Earnings, economic updates and the coronavirus all have been driving the current market. However, the ongoing Congressional hearings involving Apple, Amazon, Facebook and Alphabet have been most intriguing. In fact, the tone of questioning from both Democrats and Republicans has ranged from aggressive to hostile, albeit for each party’s respective reasons. Some of this can be dismissed as political grandstanding, but the wavering and sometimes self-contradicting testimony raises doubts on the credibility of at least two (who shall not be named) out of the four CEOs, thus lending justifiable cause for some regulatory response. Of course, no one knows the probable outcome yet .
A review of past history may not indicate a repeat, but, at the very least, a rhyme. Only a century ago, the technological marvel of railroads ushered in an economic miracle and produced the Robber Barons who made unheard of fortunes in their time. Today’s Cyber Barons, who like their forebears, have amassed unimaginable sums of wealth while their companies have economically transformed the world and catapulted the US and global markets to record levels also find their industry under siege to antitrust proceedings and potential risk of government regulation disrupting their business models. The market from late 1916 throughout 1917 corrected -40% (with a little bit of help from World War One and the emergence of the automobile). The big difference today is the resolve of a Federal Reserve which is committed to supporting the markets for as long as necessary (to paraphrase the substance of Fed Chairman Powell’s comments earlier today).
Aside from this divergent commentary, equities remained within the boundaries of their bullish channels. Low interest rates give investors little choice but to seek refuge elsewhere. Commodities (e.g. Gold and Oil), which are priced in the ever-weakening US Dollar, are also attracting capital. Today’s bullish breakouts in the Euro and Yen suggest further deterioration in the Dollar and a divided Congress (over Coronavirus Stimulus Aid) only exacerbates its decline (in my humble opinion).
Market Moving Events
- US / Real Estate / Residential: Pending Home Sales for June-2020 (m/m) @ +16.6% vs estimates @ 15.0% and previous @ 44.3%.
- Commodities / Energy: EIA Weekly Crude Oil Inventories @ -10.612mm bbl vs estimates @ 0.357mm and previous @ 4.892mm; Cushing Crude Oil Inventories @ 1.309mm bbl vs estimates @ 0.426mm and previous @ 1.375mm.
- Earnings / Consumer Discretionary: General Motors (GM) actual EPS @ -0.50 vs estimates @ -1.72. Shopify (SHOP) actual EPS @ 1.05 vs estimates @ 0.01.
- Political / Coronavirus Aid: With just two more days until the aid expires, Republicans and Democrats are, according to Treasury Secretary Mnunchin, “very far apart” on coming to agreement for a new stimulus plan.
- Earnings / Industrials: Boeing (BA) actual EPS @ -4.79 vs estimates @ 2.93; General Electric (GE) actual EPS @ -0.15 vs estimates @ -0.14.
The preoccupation with earnings, economic data and the economic impact of the Coronavirus is logical. Yet, I believe the Congressional antitrust hearings are worthy of emphasis as this event is being discounted by both the media and equity markets. Although the trend for stocks is bullish as July concludes, August tends to seasonally underperform, so be careful. Signing off….

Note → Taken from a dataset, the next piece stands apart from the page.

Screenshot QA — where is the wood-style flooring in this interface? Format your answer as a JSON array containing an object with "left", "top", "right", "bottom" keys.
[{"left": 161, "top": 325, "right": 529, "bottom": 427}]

Potential Market Moving Events
- The breadth of positive earnings surprises far exceeded negative reports and should increase the probability of support and continuation of today’s positive performance.
- Congress still remains deadlocked on the stimulus aid package and if significant progress is not made, then reducing the window for resolution to 24 hours could induce selling or a risk-off shift in sentiment.
Positive Earnings Surprises
- Information Technology: PayPal (PYPL) actual EPS @ 1.07 vs estimates @ 0.84; Qualcomm (QCOM) actual EPS @ 0.86 vs estimates @ 0.72.